De son dernier roman, Morgan Sportès a déjà déclaré qu’il ferait "un grand film". Comme L’Appât, livre qui lui avait été inspiré, en 1990, par un fait divers sanglant et crapuleux, que Bertrand Tavernier avait mis en images. En prenant pour sujet l’affaire Halimi, l’écrivain trouve en effet une suite, sinistre, à ce récit qui lui avait valu un grand succès.

Tout, tout de suite relate la séquestration et la mort d’un jeune homme de 23 ans, enlevé et torturé, trois semaines durant, par Youssouf Fofana et sa bande. Pourquoi ? Pourquoi lui ? Ilan Halimi était juif, c’est-à-dire riche dans l’esprit de ses jeunes tortionnaires. L’affaire a saisi la France pendant l’hiver 2006, quelques mois seulement après les émeutes de banlieue, alors que les esprits étaient déjà gagnés par la crispation identitaire. Ce qui aurait pu n’être qu’un fait divers a immédiatement revêtu la dimension d’un symbole : les uns y ont lu une montée de l’antisémitisme, d’autres l’illustration du choc des civilisations. Le chef de la bande s’était autoproclamé le "cerveau des barbares".

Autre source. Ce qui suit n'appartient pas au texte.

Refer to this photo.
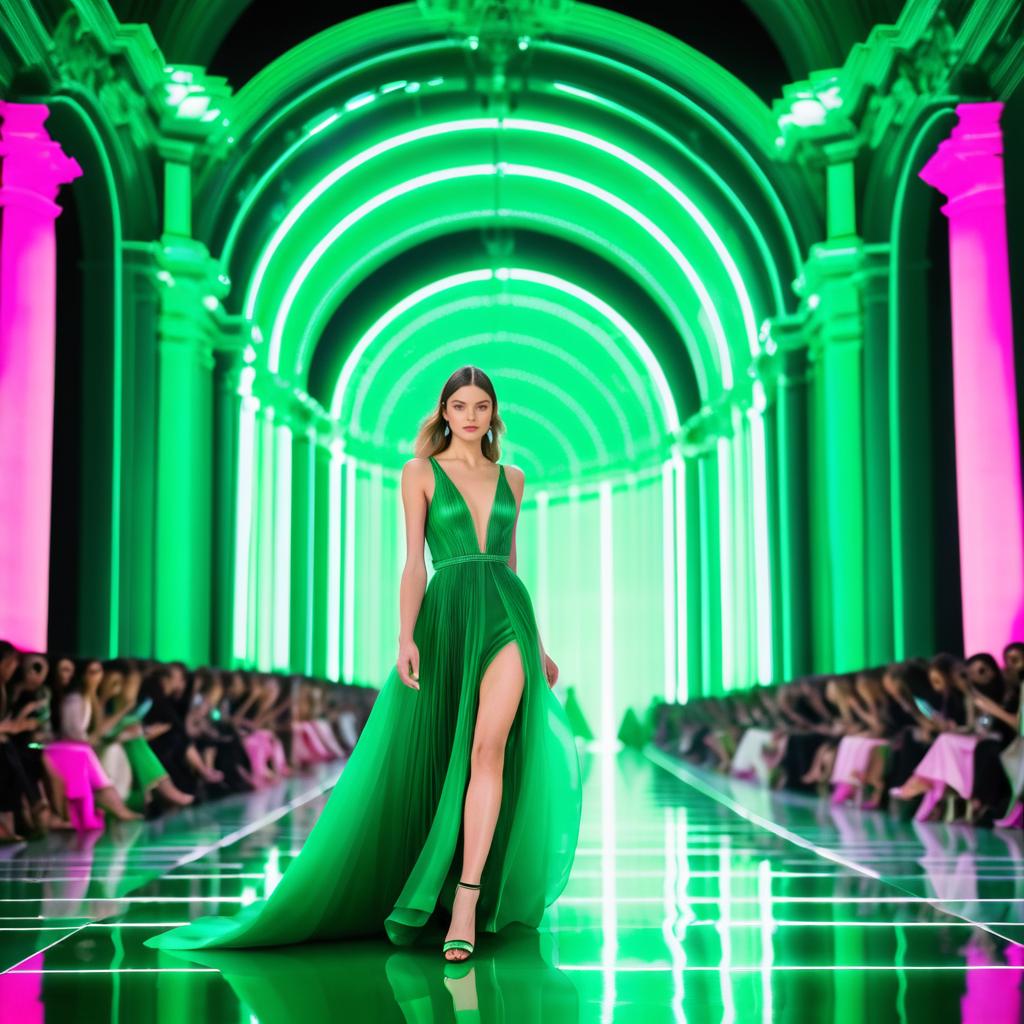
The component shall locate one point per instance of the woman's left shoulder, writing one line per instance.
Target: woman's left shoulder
(514, 473)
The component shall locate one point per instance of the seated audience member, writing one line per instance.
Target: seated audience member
(164, 687)
(75, 751)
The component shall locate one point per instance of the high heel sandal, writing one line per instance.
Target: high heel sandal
(460, 943)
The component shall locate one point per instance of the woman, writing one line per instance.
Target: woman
(965, 760)
(75, 753)
(464, 787)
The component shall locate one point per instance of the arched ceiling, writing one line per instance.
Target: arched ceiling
(763, 42)
(646, 166)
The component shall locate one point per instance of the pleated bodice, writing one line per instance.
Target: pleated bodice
(451, 532)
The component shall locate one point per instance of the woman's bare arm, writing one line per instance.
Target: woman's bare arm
(415, 498)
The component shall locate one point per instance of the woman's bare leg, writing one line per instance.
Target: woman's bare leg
(501, 690)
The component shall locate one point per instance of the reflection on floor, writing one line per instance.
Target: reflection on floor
(692, 898)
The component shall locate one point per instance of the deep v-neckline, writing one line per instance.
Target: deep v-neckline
(469, 512)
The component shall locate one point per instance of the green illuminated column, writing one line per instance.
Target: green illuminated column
(783, 373)
(230, 360)
(696, 681)
(304, 422)
(182, 532)
(873, 283)
(838, 534)
(140, 308)
(700, 448)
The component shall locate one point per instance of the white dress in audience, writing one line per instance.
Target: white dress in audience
(76, 715)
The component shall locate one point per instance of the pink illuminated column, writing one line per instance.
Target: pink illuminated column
(968, 168)
(32, 169)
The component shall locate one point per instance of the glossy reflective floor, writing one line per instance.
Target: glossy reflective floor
(692, 898)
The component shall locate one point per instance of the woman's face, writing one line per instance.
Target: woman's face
(468, 411)
(890, 686)
(962, 676)
(35, 668)
(1015, 660)
(980, 673)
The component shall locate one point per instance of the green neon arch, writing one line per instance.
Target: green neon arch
(592, 381)
(311, 328)
(315, 254)
(510, 125)
(656, 375)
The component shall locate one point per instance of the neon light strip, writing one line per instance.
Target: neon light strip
(282, 548)
(753, 166)
(669, 582)
(334, 566)
(512, 170)
(245, 501)
(561, 313)
(477, 276)
(680, 582)
(356, 268)
(348, 609)
(726, 547)
(543, 385)
(768, 261)
(476, 124)
(762, 554)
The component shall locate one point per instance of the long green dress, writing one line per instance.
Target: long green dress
(386, 851)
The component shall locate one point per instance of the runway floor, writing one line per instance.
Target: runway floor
(692, 899)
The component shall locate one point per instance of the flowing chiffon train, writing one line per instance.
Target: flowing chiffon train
(386, 851)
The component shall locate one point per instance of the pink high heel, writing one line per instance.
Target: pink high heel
(1014, 819)
(931, 799)
(842, 793)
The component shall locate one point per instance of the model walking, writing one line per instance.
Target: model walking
(463, 793)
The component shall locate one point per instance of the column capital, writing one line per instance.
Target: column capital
(195, 112)
(34, 165)
(968, 165)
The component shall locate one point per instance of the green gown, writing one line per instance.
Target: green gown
(386, 851)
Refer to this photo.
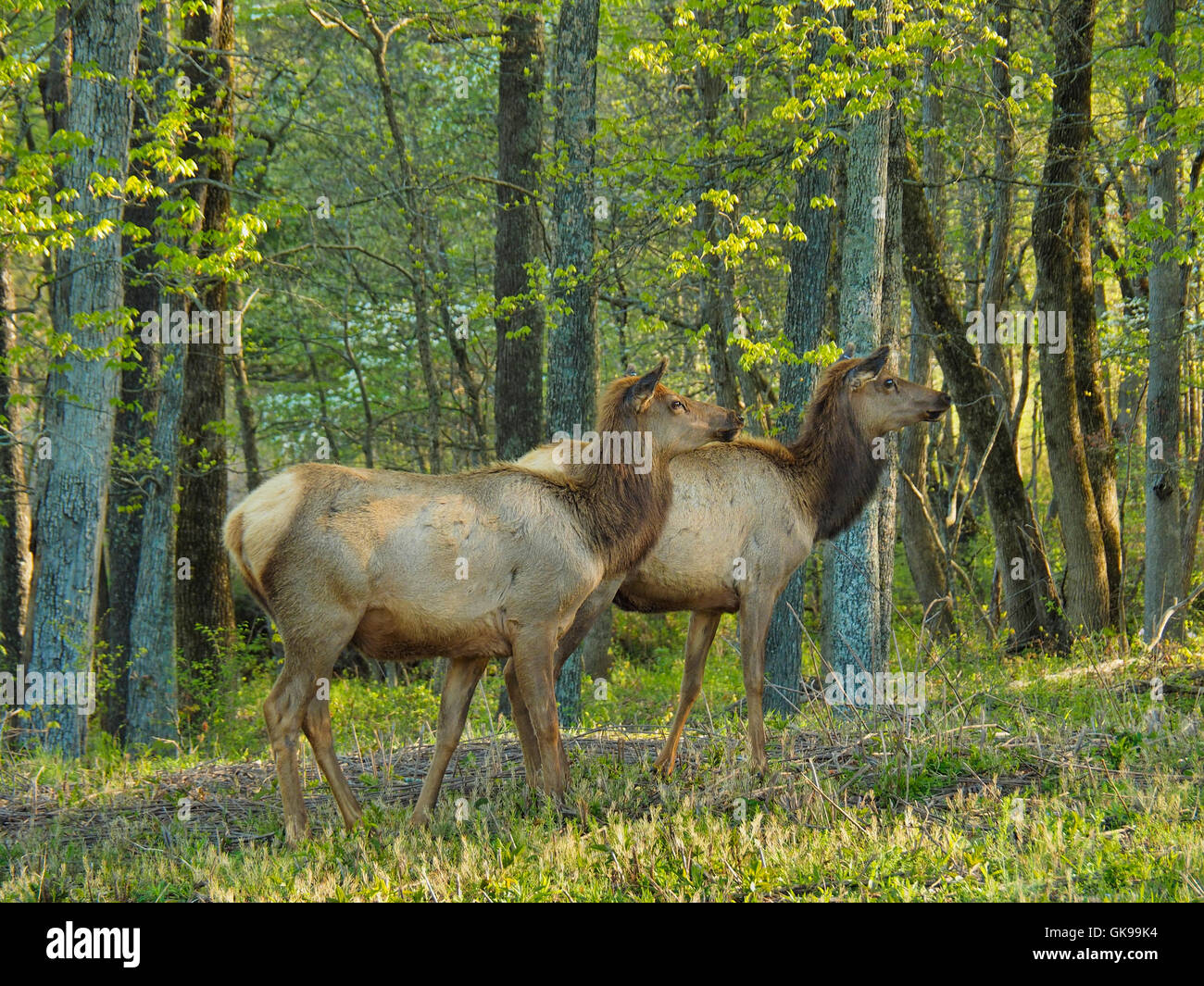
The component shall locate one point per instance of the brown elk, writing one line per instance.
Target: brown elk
(746, 516)
(470, 566)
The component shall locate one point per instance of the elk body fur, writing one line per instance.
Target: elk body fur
(746, 516)
(470, 566)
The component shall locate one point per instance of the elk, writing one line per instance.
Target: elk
(763, 504)
(486, 564)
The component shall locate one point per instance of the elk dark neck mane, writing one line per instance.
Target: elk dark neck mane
(621, 512)
(834, 466)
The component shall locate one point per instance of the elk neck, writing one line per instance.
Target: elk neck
(618, 509)
(834, 471)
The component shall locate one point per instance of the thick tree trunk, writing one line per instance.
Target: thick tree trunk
(806, 316)
(573, 344)
(152, 702)
(1163, 562)
(140, 400)
(925, 556)
(205, 621)
(1091, 395)
(519, 318)
(994, 288)
(82, 388)
(717, 307)
(518, 407)
(853, 577)
(15, 521)
(1059, 268)
(892, 309)
(1030, 596)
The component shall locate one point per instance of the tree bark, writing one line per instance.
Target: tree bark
(1163, 562)
(140, 399)
(82, 389)
(573, 345)
(205, 620)
(518, 406)
(806, 316)
(152, 708)
(925, 556)
(15, 521)
(1056, 239)
(851, 561)
(1031, 600)
(892, 307)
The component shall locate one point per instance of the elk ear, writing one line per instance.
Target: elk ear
(870, 368)
(642, 390)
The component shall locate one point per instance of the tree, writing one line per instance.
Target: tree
(1063, 268)
(140, 383)
(1163, 561)
(518, 407)
(1032, 604)
(853, 580)
(204, 605)
(922, 542)
(573, 343)
(15, 562)
(82, 388)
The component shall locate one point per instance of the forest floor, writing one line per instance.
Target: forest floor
(1024, 779)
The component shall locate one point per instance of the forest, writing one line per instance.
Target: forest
(959, 658)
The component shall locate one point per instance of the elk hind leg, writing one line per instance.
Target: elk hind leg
(458, 684)
(697, 644)
(283, 712)
(317, 728)
(533, 658)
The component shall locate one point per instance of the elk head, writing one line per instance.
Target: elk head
(883, 401)
(678, 424)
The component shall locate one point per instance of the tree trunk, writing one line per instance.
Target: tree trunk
(1163, 562)
(15, 561)
(892, 307)
(152, 704)
(995, 284)
(518, 407)
(1056, 241)
(1031, 601)
(205, 621)
(717, 308)
(573, 345)
(1091, 395)
(851, 562)
(140, 399)
(925, 556)
(806, 316)
(519, 317)
(82, 388)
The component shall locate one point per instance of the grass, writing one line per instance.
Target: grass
(1024, 779)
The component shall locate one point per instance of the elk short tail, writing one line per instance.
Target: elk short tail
(256, 528)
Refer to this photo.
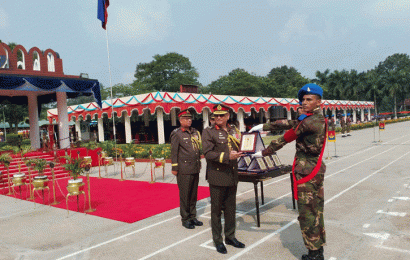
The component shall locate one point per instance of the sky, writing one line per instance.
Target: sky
(217, 36)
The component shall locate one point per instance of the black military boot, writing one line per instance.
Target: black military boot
(314, 255)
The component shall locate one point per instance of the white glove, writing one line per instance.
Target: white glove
(258, 154)
(256, 128)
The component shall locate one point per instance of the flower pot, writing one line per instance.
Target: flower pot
(19, 179)
(40, 181)
(129, 161)
(108, 161)
(88, 160)
(74, 187)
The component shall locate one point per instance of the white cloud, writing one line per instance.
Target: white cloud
(372, 44)
(3, 18)
(393, 8)
(297, 27)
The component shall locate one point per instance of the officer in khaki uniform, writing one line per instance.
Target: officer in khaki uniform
(220, 147)
(186, 165)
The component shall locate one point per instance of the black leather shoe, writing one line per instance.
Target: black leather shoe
(221, 248)
(235, 243)
(196, 222)
(188, 225)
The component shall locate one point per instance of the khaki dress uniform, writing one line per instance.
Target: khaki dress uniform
(222, 176)
(185, 157)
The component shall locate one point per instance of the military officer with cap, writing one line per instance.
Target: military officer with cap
(220, 147)
(308, 169)
(186, 165)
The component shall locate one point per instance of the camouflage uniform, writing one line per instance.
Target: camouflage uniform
(343, 124)
(311, 134)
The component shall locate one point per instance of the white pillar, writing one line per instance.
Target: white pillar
(33, 118)
(241, 120)
(354, 116)
(146, 117)
(63, 120)
(160, 126)
(173, 117)
(78, 128)
(205, 117)
(100, 129)
(127, 124)
(362, 114)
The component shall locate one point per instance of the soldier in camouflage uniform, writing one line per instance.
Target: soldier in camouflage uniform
(348, 124)
(309, 131)
(186, 164)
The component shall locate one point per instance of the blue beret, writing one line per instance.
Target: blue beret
(309, 89)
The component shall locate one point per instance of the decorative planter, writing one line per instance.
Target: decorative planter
(88, 160)
(40, 181)
(74, 187)
(19, 179)
(108, 161)
(129, 161)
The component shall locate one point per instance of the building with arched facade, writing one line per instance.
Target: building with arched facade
(35, 77)
(157, 113)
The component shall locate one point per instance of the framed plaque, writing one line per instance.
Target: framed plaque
(275, 159)
(261, 163)
(248, 143)
(251, 143)
(269, 162)
(244, 163)
(247, 160)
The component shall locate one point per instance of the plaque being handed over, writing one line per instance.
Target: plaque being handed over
(251, 143)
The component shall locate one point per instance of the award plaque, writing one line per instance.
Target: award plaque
(269, 162)
(276, 160)
(247, 160)
(251, 143)
(261, 163)
(244, 163)
(257, 165)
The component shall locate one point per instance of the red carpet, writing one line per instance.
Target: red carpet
(126, 201)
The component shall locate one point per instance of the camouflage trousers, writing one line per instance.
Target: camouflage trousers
(310, 207)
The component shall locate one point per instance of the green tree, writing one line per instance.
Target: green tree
(393, 73)
(286, 81)
(238, 82)
(166, 73)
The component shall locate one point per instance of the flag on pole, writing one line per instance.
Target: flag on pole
(102, 13)
(331, 136)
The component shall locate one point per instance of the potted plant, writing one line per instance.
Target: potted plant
(128, 154)
(5, 160)
(76, 166)
(39, 181)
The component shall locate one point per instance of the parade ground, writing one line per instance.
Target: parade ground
(367, 216)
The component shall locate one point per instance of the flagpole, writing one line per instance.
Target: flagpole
(112, 103)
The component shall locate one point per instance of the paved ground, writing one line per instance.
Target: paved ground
(367, 192)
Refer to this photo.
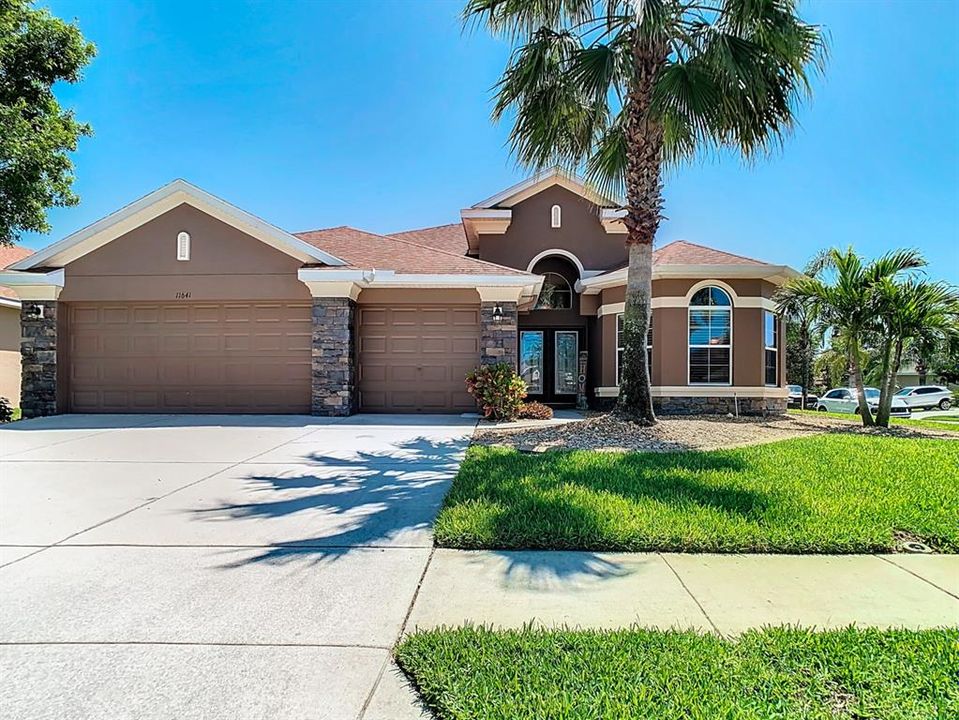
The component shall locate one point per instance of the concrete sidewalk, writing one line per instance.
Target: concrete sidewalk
(723, 593)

Curieusement, l’écrivain a choisi de changer les prénoms. C’est un "conte de faits", "mon livre appartient au genre du roman", assure-t-il dans l’avant-propos. Cependant le récit veut suivre avec précision le déroulement des événements, fondé sur un gros travail de documentation, incluant les témoignages des inspecteurs de la brigade criminelle et de la juge d’instruction et allant même jusqu’à l’utilisation d’une correspondance avec certains membres de la bande. Le résultat est une description clinique, glaçante, de l’enchaînement funeste qui va aboutir à la mort d’Ilan, "Elie". Du conte, le livre possède la mécanique implacable, et pas seulement cela : les monstres qui le traversent y sont pareillement impénétrables, mus par une force maléfique et une cruauté qui nous restent profondément mystérieuses. Avec soin - et prudence -, Sportès tient ses personnages à distance. Pas de psychologie ou si peu, juste des mots, des actes, et des déambulations incessantes. Car si leur univers mental est clos, les jeunes, eux, sont mobiles : Paris, ses portes, les grandes stations de RER, les centres commerciaux, les cybercafés, autant de "non-lieux", dirait l’ethnologue Marc Augé, qui dessinent une curieuse géographie du crime. Sportès croque avec talent ces endroits -sordides, baignés d’une lumière glauque.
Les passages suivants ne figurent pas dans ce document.